王向紅果斷答應,又說道:“應該是外貿集團的單位給咱們準備了不少商品吧?你上次不是說跟他們進行合作嗎?”
王憶搖頭道:“不應該,外貿集團那邊答應把商品直接給咱們送到碼頭送進倉庫里。算了,這事簡單,去看看就知道了。”
“另一個正好咱們得去縣里一趟,教育系統給我送了一封信,要我們開大仿課,然后去縣里買字帖。”
“買字帖?”王向紅掏出煙袋準備往煙袋鍋里塞煙絲,聽到這話又把煙袋收起來了,“什么意思?怎么還得買字帖?不給學生們發嗎?”
王憶說道:“不發,學生們自己買,一本一元錢。”
“另外也有毛筆墨水出售——這個倒是不必了,之前外貿集團給咱們支援了很多文具,我看過了,里面有一箱子的毛筆也有大瓶的墨汁。”
教育系統的領導之所以要求張有信把信親手交給王憶,就是因為這是一封收錢的信,可不能丟失。
王向紅說道:“墨汁不用成品的,咱隊里誰家還沒有塊墨石和硯臺?讓學生自己磨墨就好了。”
“至于這個大仿課用的練字本?一份一元錢,太貴了,咱隊里人現在有分紅買得起,你說咱外島其他窮人家的孩子怎么辦?”
王憶問道:“他們不至于連五角、一元的都掏不出來吧?”
王向紅說道:“好些人家一分錢得掰成兩半花,他們家里欠著外債呢,五毛錢也很難掏出來,何況一塊錢。
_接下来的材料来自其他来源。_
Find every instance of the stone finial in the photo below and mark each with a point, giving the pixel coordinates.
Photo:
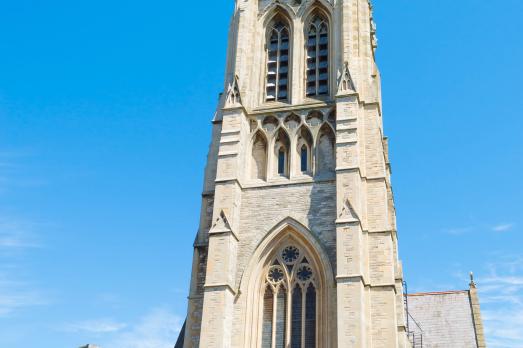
(233, 93)
(472, 282)
(222, 223)
(346, 84)
(348, 214)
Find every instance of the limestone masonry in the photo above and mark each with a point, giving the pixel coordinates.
(297, 244)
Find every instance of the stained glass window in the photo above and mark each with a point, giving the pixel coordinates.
(318, 57)
(277, 62)
(304, 156)
(297, 286)
(268, 306)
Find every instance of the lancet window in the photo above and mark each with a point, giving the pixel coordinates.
(317, 37)
(278, 48)
(290, 301)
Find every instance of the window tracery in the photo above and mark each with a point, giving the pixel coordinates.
(290, 278)
(292, 146)
(278, 48)
(317, 37)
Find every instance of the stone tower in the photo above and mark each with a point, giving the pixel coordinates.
(297, 245)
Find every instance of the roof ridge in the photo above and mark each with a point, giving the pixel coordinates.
(439, 293)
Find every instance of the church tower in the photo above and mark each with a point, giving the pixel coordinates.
(297, 245)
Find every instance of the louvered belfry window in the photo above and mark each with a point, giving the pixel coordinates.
(278, 62)
(290, 299)
(318, 57)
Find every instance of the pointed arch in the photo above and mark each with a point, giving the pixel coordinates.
(259, 156)
(282, 145)
(278, 38)
(304, 146)
(325, 151)
(318, 42)
(310, 266)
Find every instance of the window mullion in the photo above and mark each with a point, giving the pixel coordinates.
(318, 36)
(278, 57)
(289, 317)
(274, 317)
(303, 297)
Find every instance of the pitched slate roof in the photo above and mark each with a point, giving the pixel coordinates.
(444, 319)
”
“還有了,主要是孩子難辦,你當教師的知道,好些人家不贊同孩子去上學,他們找家長去要錢是難關啊!”
王憶默默點頭。
老隊長這話說的對。
可是這件事很無奈——
大仿課所用的字帖無非是一些大字本,本子上蒙著一張白紙,透過白紙能看到下面毛筆字的筆畫,然后描摹筆畫即可。
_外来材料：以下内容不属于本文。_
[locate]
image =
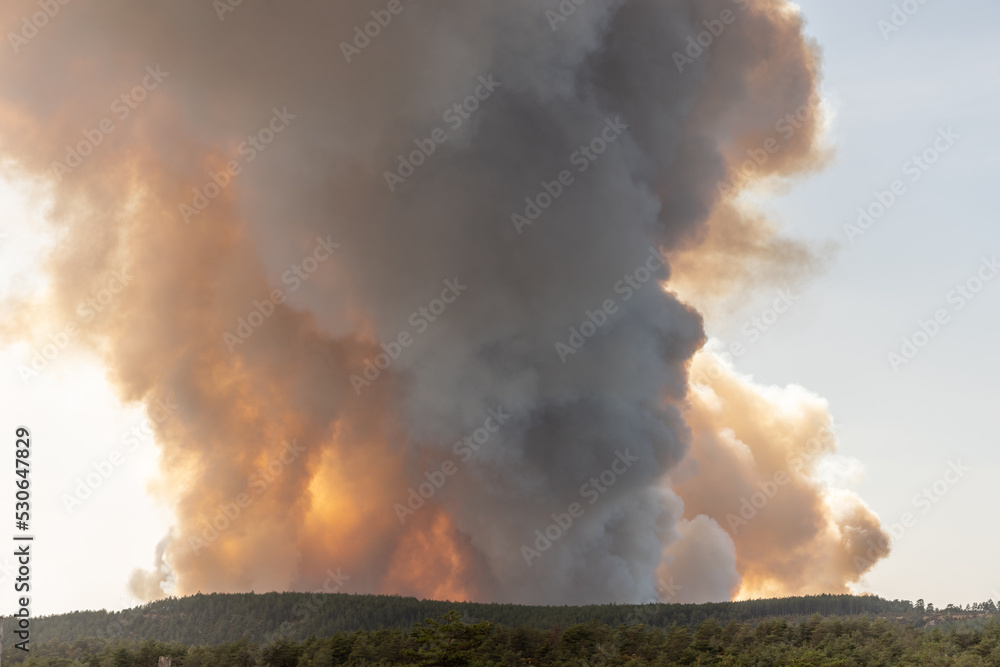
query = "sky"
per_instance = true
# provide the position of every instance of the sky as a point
(904, 427)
這樣如果學生們家庭條件差,那不買大字本一樣能上大仿課,隊里有打印機,用打印機來復印一些大字紙便是了,這樣學生們不用花錢。
讓王憶感到無奈的地方在于:
隊里人是支持學生們上學的,該交的書本費要交、該交的學雜費也要交,這種大仿課既然是國家統一的安排,那他們自然愿意掏出五角錢來給孩子買本子。
而外隊、外村有些人家未必愿意讓孩子買大仿課本子,難道讓他們學校復印了字帖送去給外隊學生用?
這事讓教育系統給知道了,恐怕不好交代。
這是斷人財路!
王向紅深思熟慮之后,說道:“這事你該收錢就收錢,外隊的情況我來跟他們隊里的干部聯系。”
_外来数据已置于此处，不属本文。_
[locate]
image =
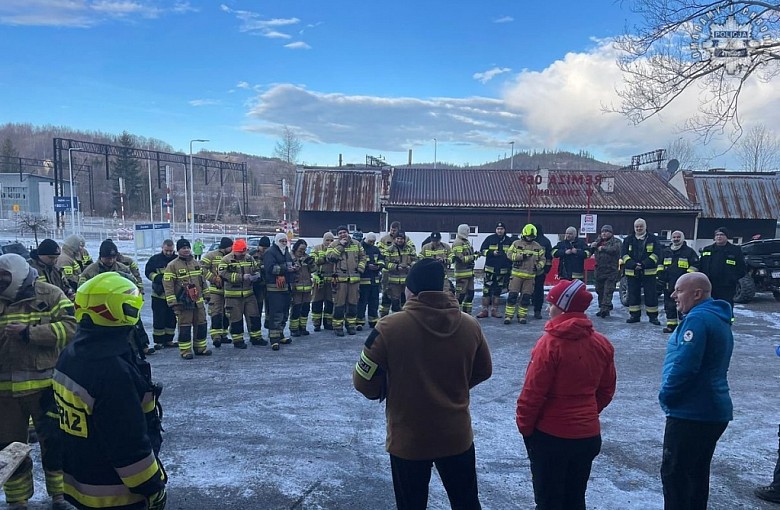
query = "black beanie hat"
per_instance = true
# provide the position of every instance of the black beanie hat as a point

“我不怕當這個壞人,實在是這個臨摹本太貴了,領導們是有心給一些孩子出難題啊!”
“那我王向紅以個人名義幫外隊有需要的孩子印刷大字帖,領導們要找就找到我身上吧。”
這番話說的平平淡淡。
但無聲處聽驚雷。
王憶覺得王向紅很了不起!
這確實是一名值得人尊敬的老干部。
再曬了一天魚鲞,轉過一天來是13號,王憶上午正常上課,中午便領著人開船去縣里交錢領了厚厚好幾摞的字帖。
這年頭的字帖很簡單,收一塊錢委實有點過分了。
它們不是封面帶印刷的那種商業字帖,更像是普通的作業本,正面封面上仨字:大字本。
下面是班級、姓名,最下面是海福縣教體委監制。
打開后里面是紅色的大字筆畫,從橫豎點撇捺開始,一直到后面的簡單大字。
字體是紅色邊框沒有紅色填充,也沒有描摹的白紙,直接在上面寫就行。